Oh wait, we already do that, and we have made it work.
It is hard to find something that we actually got right in the modern bathroom. The toilet is too high (our bodies were designed to squat), the sink is too low and almost useless; the shower is a deathtrap (an American dies every day from bath or shower accidents).
Random statistic, pulled out of context, for sole people of instilling fear. There are a million times 365 Americans. Therefore, every death due to slipping in the tub is, literally, a one-in-a-million chance.
We fill this tiny, inadequately ventilated room with toxic chemicals ranging from nail polish to tile cleaners. We flush the toilet and send bacteria into the air, with our toothbrush in a cup a few feet away.
More fear-mongering. A billion people use bathrooms like this. We have been using the bathrooms like this for a century. If this was, in any way, even an INsignificant problem, it would be noticed by now.
We mix up all our bodily functions in a machine designed by engineers on the basis of the plumbing system, not human needs. The result is a toxic output of contaminated water, questionable air quality and incredible waste. We just can’t afford to do it this way any more.
The crisis has been declared! We must act now.
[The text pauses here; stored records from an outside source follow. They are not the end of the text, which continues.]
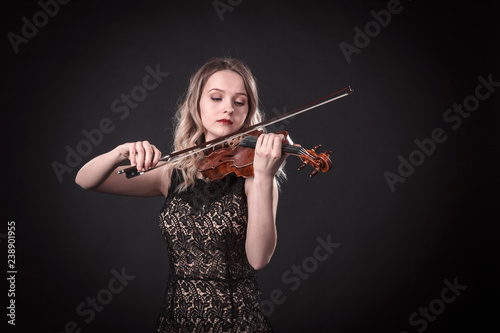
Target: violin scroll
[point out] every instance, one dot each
(320, 162)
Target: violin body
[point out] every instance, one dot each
(237, 157)
(237, 151)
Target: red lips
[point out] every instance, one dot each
(225, 121)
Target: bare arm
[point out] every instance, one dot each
(100, 174)
(262, 196)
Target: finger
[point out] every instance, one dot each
(131, 154)
(157, 155)
(149, 154)
(139, 156)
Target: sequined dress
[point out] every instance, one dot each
(211, 286)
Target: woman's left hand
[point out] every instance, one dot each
(268, 156)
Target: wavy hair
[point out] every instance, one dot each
(188, 127)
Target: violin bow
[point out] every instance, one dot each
(131, 172)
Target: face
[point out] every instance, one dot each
(223, 104)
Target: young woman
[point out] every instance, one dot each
(218, 234)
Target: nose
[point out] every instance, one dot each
(229, 108)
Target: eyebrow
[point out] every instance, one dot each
(217, 89)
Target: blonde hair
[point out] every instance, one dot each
(188, 128)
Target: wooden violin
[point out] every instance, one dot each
(238, 157)
(236, 154)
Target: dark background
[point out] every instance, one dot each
(396, 248)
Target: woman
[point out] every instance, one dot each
(218, 234)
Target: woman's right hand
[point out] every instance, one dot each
(142, 154)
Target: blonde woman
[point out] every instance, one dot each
(218, 234)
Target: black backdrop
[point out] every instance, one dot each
(414, 256)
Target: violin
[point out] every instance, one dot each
(238, 157)
(234, 152)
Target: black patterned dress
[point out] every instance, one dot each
(211, 287)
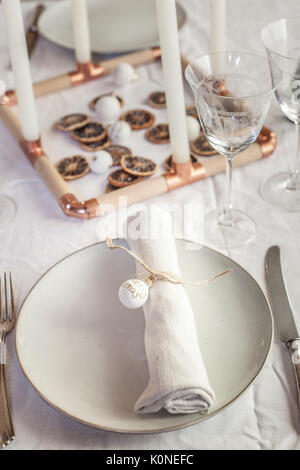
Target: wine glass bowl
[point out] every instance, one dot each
(282, 42)
(232, 92)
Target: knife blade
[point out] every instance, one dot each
(282, 310)
(279, 297)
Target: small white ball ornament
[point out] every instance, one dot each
(123, 74)
(193, 127)
(133, 293)
(120, 132)
(108, 108)
(101, 162)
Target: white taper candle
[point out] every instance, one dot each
(217, 25)
(20, 64)
(81, 31)
(169, 43)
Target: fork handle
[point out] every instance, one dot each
(6, 427)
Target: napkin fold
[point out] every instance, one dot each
(178, 380)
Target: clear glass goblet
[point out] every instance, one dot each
(232, 92)
(282, 42)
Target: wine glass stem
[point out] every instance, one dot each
(226, 217)
(293, 182)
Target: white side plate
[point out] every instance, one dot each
(115, 25)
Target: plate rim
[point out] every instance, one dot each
(69, 47)
(199, 418)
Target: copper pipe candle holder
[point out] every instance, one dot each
(87, 72)
(181, 175)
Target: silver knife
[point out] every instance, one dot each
(282, 310)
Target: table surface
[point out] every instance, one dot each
(267, 417)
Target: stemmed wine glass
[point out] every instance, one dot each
(282, 42)
(232, 92)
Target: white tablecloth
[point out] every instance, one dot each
(267, 416)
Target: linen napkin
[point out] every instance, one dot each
(178, 380)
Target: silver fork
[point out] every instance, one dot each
(7, 324)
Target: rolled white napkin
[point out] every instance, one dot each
(178, 380)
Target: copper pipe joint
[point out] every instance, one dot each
(32, 149)
(267, 140)
(81, 210)
(184, 173)
(10, 98)
(85, 73)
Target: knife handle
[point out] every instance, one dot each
(294, 348)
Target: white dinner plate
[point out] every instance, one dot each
(115, 25)
(84, 352)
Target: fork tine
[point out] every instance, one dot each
(12, 301)
(6, 306)
(1, 306)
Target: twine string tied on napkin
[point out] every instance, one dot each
(163, 275)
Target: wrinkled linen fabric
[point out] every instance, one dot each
(267, 416)
(178, 381)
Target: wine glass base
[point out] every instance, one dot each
(235, 234)
(8, 210)
(276, 191)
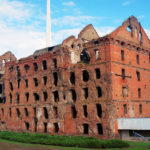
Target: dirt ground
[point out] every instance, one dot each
(10, 146)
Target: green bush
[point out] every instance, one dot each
(67, 141)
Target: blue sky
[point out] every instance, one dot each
(22, 22)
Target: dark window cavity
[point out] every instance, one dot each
(45, 80)
(45, 127)
(55, 76)
(140, 109)
(35, 66)
(11, 86)
(55, 111)
(123, 74)
(85, 128)
(100, 128)
(85, 75)
(26, 82)
(139, 92)
(26, 67)
(56, 96)
(85, 90)
(27, 96)
(74, 96)
(122, 55)
(18, 98)
(35, 81)
(99, 110)
(125, 109)
(72, 78)
(98, 73)
(84, 57)
(36, 97)
(74, 112)
(44, 65)
(27, 125)
(45, 95)
(55, 62)
(45, 112)
(26, 112)
(56, 127)
(99, 91)
(138, 75)
(18, 112)
(85, 110)
(137, 59)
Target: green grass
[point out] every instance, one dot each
(67, 141)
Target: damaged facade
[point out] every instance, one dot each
(82, 87)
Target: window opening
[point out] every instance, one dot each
(74, 112)
(100, 128)
(72, 78)
(85, 128)
(85, 75)
(99, 91)
(56, 96)
(85, 110)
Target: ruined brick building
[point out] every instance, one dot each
(90, 85)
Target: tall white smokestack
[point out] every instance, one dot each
(48, 26)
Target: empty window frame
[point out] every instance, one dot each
(56, 96)
(72, 78)
(85, 128)
(44, 65)
(45, 80)
(85, 75)
(26, 83)
(73, 111)
(98, 73)
(138, 75)
(99, 110)
(55, 62)
(125, 109)
(56, 127)
(123, 73)
(35, 66)
(18, 98)
(27, 125)
(45, 127)
(139, 92)
(18, 82)
(36, 97)
(86, 94)
(18, 113)
(140, 109)
(26, 67)
(55, 111)
(74, 95)
(99, 128)
(11, 86)
(55, 77)
(85, 111)
(35, 81)
(45, 95)
(10, 96)
(26, 112)
(137, 59)
(27, 96)
(45, 112)
(99, 91)
(122, 55)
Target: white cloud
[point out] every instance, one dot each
(74, 20)
(148, 32)
(126, 3)
(70, 3)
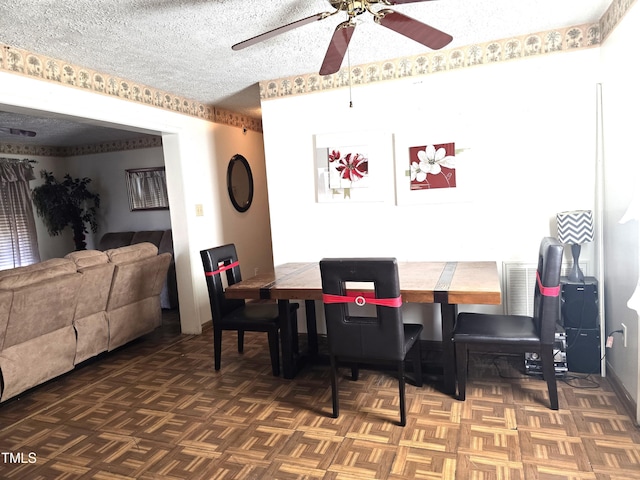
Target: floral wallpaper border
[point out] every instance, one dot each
(529, 45)
(51, 151)
(33, 65)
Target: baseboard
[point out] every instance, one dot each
(627, 400)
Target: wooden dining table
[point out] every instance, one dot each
(447, 283)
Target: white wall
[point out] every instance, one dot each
(107, 173)
(190, 148)
(621, 100)
(529, 126)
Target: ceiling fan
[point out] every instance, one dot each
(398, 22)
(17, 131)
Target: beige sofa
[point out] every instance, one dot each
(60, 312)
(163, 239)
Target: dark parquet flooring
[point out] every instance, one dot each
(156, 409)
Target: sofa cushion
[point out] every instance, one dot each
(88, 258)
(132, 253)
(38, 272)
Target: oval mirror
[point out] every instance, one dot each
(240, 183)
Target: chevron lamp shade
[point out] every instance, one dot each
(575, 227)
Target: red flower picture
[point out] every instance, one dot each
(432, 166)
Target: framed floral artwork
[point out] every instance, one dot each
(349, 166)
(428, 172)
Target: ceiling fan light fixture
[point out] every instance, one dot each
(398, 22)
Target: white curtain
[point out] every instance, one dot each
(148, 189)
(18, 239)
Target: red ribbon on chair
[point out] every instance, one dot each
(547, 291)
(222, 268)
(362, 298)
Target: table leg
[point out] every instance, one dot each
(286, 339)
(449, 313)
(312, 328)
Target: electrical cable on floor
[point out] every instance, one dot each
(586, 378)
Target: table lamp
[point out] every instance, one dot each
(575, 228)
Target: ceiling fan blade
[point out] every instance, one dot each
(277, 31)
(337, 48)
(413, 29)
(17, 131)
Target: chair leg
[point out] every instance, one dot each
(334, 387)
(461, 369)
(401, 391)
(549, 373)
(240, 341)
(417, 363)
(274, 351)
(294, 332)
(217, 347)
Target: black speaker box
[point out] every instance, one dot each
(583, 350)
(580, 305)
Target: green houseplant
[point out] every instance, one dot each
(67, 203)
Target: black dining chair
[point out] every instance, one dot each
(238, 315)
(519, 334)
(366, 327)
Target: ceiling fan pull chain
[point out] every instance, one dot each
(349, 67)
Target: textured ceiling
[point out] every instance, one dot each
(184, 46)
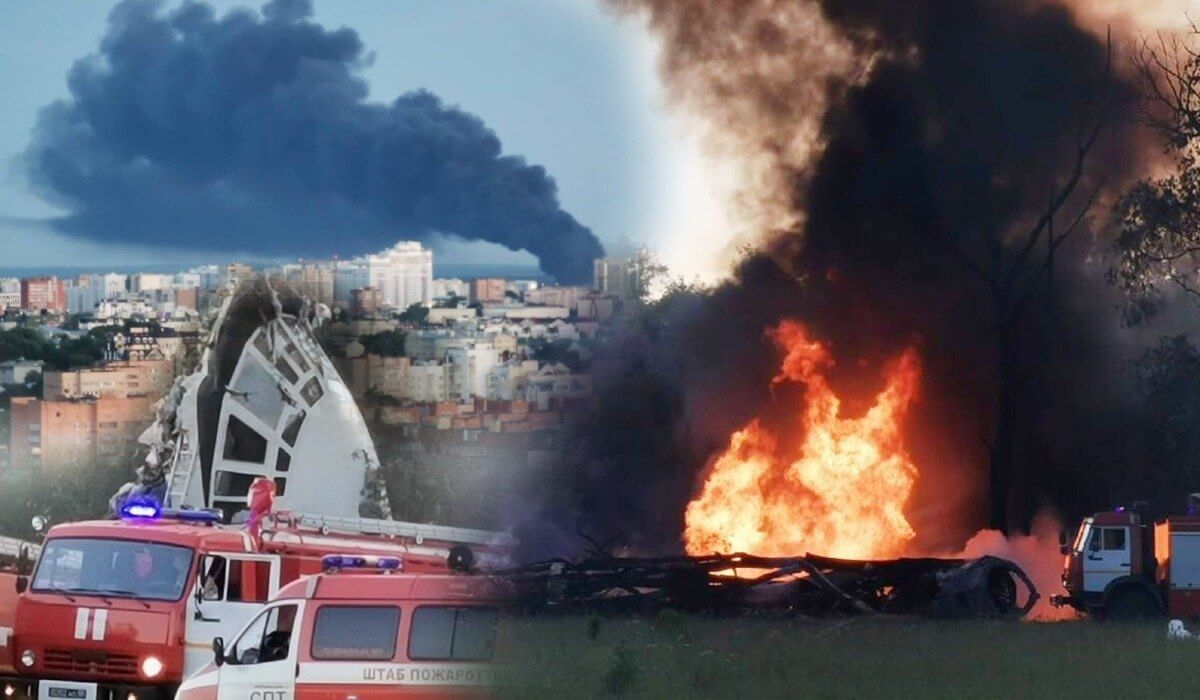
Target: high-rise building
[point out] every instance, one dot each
(313, 281)
(444, 288)
(10, 293)
(43, 293)
(348, 276)
(366, 300)
(622, 277)
(403, 274)
(487, 291)
(77, 432)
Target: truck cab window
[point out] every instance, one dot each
(235, 580)
(268, 639)
(1114, 538)
(465, 634)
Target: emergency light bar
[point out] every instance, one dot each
(335, 562)
(150, 510)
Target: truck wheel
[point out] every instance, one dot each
(1132, 603)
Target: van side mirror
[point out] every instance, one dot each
(217, 651)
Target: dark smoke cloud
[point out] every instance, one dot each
(961, 114)
(253, 133)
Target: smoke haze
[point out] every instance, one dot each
(251, 132)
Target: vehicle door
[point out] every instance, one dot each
(229, 590)
(261, 663)
(1108, 556)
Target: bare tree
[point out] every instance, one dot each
(1159, 244)
(1017, 268)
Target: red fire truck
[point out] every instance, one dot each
(363, 629)
(127, 608)
(15, 558)
(1121, 566)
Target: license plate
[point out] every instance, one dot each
(61, 689)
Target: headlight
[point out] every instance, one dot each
(151, 666)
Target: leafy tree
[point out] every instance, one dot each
(389, 343)
(1159, 244)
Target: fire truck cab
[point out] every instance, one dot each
(361, 629)
(1120, 566)
(125, 609)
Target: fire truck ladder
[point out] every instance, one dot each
(183, 464)
(418, 532)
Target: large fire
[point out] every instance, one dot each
(839, 490)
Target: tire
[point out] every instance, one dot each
(1132, 603)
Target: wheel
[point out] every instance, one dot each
(1132, 603)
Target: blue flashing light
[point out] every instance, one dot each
(195, 515)
(331, 562)
(143, 509)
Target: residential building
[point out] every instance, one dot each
(622, 277)
(507, 381)
(366, 372)
(43, 294)
(403, 274)
(149, 281)
(315, 281)
(486, 291)
(366, 301)
(10, 293)
(567, 297)
(118, 378)
(469, 368)
(553, 382)
(444, 288)
(77, 432)
(427, 382)
(348, 276)
(18, 371)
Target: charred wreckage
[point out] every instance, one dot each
(809, 585)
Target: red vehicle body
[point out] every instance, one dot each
(1122, 566)
(363, 635)
(88, 638)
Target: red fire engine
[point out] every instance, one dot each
(1121, 566)
(349, 633)
(120, 609)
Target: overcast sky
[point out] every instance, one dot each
(561, 82)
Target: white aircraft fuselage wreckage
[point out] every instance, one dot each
(263, 401)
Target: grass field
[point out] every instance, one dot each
(675, 656)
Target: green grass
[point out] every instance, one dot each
(676, 656)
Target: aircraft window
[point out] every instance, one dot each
(243, 443)
(292, 430)
(312, 392)
(286, 370)
(262, 345)
(295, 356)
(359, 633)
(233, 484)
(259, 392)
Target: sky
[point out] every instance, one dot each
(563, 83)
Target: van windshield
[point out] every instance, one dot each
(113, 567)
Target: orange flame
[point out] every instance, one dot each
(839, 492)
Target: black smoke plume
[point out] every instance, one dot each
(957, 118)
(252, 132)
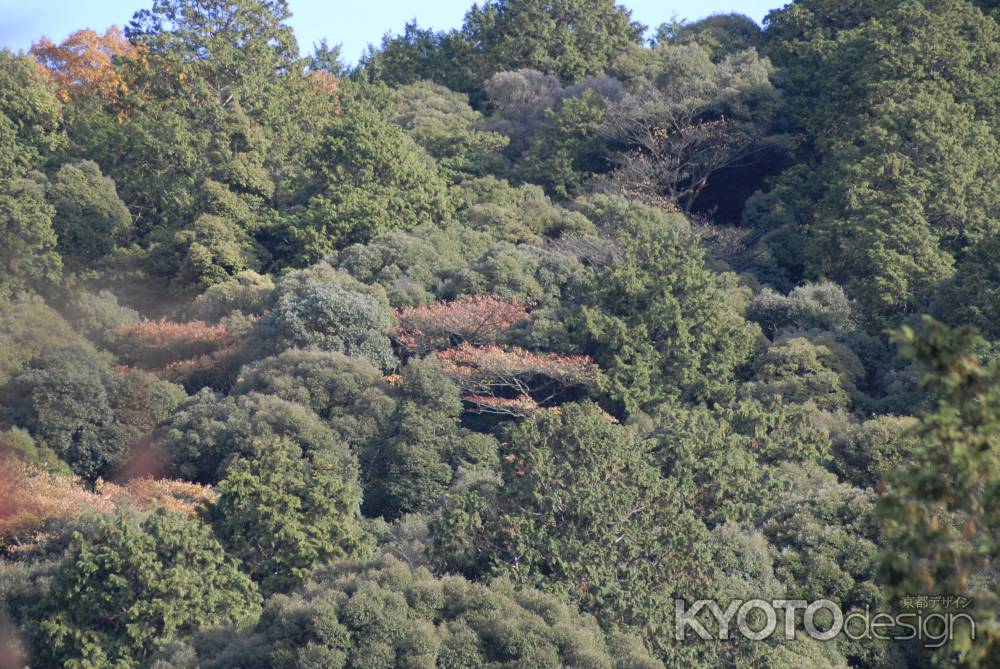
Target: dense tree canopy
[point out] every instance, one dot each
(496, 347)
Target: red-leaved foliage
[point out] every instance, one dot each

We are "affording" it now. The contaminated water has been treated for a century. Incredible waste? The "incredible waste, aka "solids," are disposed by burning in many places, producing electricity (at least in my locale). And what is the problem with air quality? A wifty smell if one gets within a 100 yards? This is why sewage treatment plants are located out in the country.

Is this system perfect? No. Is it better than cesspits and letting it run down the streams? Yes.
According to the Parliamentary Office of Science and Technology (Post): “Over 10bn litres of sewage are produced every day in England and Wales. It takes approximately 6.34 GW hours of energy to treat this volume of sewage, almost 1% of the average daily electricity consumption of England and Wales.”
Wow. One percent. To turn foul, poisonous, toxic, infectious disease-laden waste turned into safe, but nutrient-rich waste water.

Additional scares: our current system uses too much water (We're about to run out!). We have reached "peak phosphorus!"

So, the remainder of the article proposes using a variety of high-tech, in-home type composting toilets. But without making them mandatory, they won't deal with crises hyped in this article.

In other words, another leftist (this is the Guardian) environmentalist advocating massive government intervention. It used be that the Left would attack the Right for wanting to invade the bedroom. Here we have the sight of the Left wanting to invade the bathroom, instead.

Beyond parody: the article's author: Lloyd Alter is managing editor of TreeHugger.

UPDATE: After thinking about this article,  my inner editor wants to rip it apart and rebuild it. A lot of sensible things are said, but the article is so badly written that they are buried in "green" goo.